When it comes time to inspect the bridge, drones equipped with computers will hover close to the sensors to extract the data from the RFID chips. If the data indicate possible damage at a particular location, the drones' onboard cameras will take pictures of that area. The drones will wirelessly transmit the data and images to a laptop or central computer, where a color-coded system of green, yellow, and red will alert inspectors of the bridge's status. "Green means there's no need to inspect, yellow means there could possibly be something, and red means for sure there is something wrong with the structure," Moaveni says. "Instead of inspecting the bridge every two years, the inspectors will go and visit the bridge, for example, only when yellow or red is transmitted to them."

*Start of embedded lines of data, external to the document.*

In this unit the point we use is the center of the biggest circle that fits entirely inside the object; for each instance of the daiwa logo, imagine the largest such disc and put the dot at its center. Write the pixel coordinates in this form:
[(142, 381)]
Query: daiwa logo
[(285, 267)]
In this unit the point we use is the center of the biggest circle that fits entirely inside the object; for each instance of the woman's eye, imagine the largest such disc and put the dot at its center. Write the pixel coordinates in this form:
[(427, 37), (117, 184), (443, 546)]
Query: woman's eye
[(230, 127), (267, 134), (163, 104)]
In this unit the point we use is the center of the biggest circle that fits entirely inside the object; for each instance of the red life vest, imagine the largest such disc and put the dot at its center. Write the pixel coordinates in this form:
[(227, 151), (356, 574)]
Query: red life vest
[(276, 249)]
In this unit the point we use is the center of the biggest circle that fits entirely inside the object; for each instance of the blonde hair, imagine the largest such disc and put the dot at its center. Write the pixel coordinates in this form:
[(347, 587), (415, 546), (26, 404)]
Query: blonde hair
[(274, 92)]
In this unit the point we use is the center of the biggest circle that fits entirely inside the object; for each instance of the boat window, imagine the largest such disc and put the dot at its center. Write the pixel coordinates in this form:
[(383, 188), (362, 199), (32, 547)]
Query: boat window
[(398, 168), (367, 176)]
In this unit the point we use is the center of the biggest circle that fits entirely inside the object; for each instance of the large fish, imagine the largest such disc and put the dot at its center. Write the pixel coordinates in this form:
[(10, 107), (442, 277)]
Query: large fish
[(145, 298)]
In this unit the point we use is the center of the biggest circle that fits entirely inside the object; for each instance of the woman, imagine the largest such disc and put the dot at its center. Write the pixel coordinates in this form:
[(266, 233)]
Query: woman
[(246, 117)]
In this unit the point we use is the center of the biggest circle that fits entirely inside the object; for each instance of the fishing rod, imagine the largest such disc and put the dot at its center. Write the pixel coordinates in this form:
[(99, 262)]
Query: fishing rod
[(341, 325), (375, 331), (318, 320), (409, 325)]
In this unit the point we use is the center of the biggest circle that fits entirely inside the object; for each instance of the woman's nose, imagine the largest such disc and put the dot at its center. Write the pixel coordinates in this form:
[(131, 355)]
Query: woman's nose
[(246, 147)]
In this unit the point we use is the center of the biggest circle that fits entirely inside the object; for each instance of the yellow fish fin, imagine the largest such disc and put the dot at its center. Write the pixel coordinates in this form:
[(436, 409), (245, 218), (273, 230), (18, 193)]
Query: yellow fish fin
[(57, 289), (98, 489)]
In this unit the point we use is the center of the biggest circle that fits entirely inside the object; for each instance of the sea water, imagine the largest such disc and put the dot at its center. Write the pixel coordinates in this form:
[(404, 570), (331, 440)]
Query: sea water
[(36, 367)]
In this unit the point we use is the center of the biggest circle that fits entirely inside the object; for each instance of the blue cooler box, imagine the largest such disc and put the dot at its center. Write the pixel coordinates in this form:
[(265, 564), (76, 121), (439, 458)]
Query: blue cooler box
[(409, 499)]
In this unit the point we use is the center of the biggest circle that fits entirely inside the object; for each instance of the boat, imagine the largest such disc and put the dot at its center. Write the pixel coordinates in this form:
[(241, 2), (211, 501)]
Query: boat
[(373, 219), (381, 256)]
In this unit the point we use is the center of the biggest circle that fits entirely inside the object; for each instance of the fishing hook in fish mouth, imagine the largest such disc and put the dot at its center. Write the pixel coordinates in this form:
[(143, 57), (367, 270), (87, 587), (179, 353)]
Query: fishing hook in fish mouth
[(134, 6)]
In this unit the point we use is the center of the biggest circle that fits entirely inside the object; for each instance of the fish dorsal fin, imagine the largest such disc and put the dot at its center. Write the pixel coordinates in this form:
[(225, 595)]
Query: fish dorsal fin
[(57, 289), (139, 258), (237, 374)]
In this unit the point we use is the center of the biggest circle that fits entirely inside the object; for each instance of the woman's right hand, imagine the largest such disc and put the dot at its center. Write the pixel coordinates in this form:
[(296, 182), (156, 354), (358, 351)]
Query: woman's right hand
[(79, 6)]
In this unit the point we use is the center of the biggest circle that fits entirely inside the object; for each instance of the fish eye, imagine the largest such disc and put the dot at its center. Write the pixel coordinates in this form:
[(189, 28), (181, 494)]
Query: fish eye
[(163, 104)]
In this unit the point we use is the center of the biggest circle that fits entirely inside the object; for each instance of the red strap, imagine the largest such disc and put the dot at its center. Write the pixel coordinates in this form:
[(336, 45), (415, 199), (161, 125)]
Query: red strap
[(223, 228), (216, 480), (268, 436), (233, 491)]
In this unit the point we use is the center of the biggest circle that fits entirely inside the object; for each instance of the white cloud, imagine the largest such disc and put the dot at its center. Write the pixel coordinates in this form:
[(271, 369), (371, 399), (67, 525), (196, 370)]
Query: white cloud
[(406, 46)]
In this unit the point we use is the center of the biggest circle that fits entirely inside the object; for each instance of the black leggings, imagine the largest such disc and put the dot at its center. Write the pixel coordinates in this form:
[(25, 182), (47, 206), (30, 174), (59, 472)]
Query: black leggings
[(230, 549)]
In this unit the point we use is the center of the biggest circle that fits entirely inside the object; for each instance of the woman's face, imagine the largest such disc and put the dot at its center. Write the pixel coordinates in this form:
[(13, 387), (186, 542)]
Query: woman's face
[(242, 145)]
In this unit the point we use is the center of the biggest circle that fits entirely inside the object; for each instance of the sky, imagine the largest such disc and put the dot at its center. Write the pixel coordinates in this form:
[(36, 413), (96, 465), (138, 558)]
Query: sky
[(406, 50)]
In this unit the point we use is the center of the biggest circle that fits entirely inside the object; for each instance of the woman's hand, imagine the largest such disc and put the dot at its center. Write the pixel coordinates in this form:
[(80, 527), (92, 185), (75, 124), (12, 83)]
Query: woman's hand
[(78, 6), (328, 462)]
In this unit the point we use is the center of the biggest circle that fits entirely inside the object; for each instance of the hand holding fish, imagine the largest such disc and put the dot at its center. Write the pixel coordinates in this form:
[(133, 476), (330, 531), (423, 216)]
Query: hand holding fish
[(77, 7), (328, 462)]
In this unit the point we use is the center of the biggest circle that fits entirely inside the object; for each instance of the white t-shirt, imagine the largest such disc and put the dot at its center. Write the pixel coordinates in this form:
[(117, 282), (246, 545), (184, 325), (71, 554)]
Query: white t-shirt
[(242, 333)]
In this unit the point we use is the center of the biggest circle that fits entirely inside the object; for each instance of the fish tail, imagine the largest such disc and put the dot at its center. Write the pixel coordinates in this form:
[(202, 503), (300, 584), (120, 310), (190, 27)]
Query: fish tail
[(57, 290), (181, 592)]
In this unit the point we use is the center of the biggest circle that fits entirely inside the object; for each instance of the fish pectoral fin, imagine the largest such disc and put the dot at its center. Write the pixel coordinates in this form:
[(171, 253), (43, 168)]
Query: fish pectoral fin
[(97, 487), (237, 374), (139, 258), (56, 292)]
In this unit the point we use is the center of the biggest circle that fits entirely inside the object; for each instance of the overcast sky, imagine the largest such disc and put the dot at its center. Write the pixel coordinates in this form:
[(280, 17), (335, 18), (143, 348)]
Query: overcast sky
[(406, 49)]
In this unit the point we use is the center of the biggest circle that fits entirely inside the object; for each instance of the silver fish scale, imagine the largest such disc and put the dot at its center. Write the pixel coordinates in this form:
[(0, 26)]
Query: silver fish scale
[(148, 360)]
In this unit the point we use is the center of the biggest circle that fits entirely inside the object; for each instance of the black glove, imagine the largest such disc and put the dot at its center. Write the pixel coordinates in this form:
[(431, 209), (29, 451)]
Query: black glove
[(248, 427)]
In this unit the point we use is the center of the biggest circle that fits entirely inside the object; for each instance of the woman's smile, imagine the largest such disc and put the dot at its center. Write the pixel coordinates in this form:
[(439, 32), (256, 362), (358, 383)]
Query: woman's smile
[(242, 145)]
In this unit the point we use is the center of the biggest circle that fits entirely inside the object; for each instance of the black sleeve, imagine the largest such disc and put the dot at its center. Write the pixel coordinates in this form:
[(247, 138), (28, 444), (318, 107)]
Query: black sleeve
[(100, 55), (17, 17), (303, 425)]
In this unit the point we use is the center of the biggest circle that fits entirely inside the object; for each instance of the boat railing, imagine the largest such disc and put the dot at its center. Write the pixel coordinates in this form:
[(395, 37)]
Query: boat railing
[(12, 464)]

The drones will also be capable of reprogramming the sensors. For instance, if the bridge owner knows that the bridge will be under a particularly high amount of stress at a certain time, the drones could be sent to the structure to tell the sensors to collect data more frequently during that period. The drones may also start this process automatically based on weather or traffic alerts monitored by the drones. Or if the amount of data that the sensors have collected is insufficient, the drone can tell the sensors to "wake up" to collect more data, Moaveni says. Once the drones are finished collecting data or performing other tasks at the bridge site, they will either fly back or be taken back to their home location, where they will be recharged for the next operation.
While the sensors will require power to process the data and add data to the RFID tags, power will not be required to transmit that data to the drones. As a result, the sensors will be able to run from 5 to 15 years on batteries that are slightly more powerful than standard cell phone batteries, Khan says. Khan obtained his NSF grant to conduct research on the drones, which could inform the development of the bridge-inspection system. "Most of the battery [power] in these sensors is consumed when they are transmitting data from one location to another," Khan explains. "We have eliminated the need for this long-distance communication because the robot is actually going to the sensor...and using electromagnetic fields to read and write the data on the RFID tags without requiring any power from these tags."
Developing the concept into a working system presents many challenges. Researchers must figure out how to coordinate the drones so that no two drones collect data from the same sensors and so that the drones collect the data in the most efficient manner. They must also figure out how to keep the drones on course when they travel under the bridges—where the global positioning system signal they need for navigation is often weak or not available—and under varying weather conditions, Khan says. "One way we can solve this problem is to send fancy and very expensive robots, but that defeats the purpose if the solution is expensive," he says. "We want to send cheap robots for the solution to remain scalable and economically viable."
The researchers are currently exploring funding options to solve the system challenges and take it beyond the concept phase to a prototype that can be tested on an actual bridge. Moaveni says that the ultimate goal is to create a working system that will reduce the number of hours engineers must spend visually inspecting bridges, leading to significant cost savings and more reliable data. "We're not proposing to completely replace the current approach to inspecting bridges, but we are trying to create tools to complement and improve it," he says.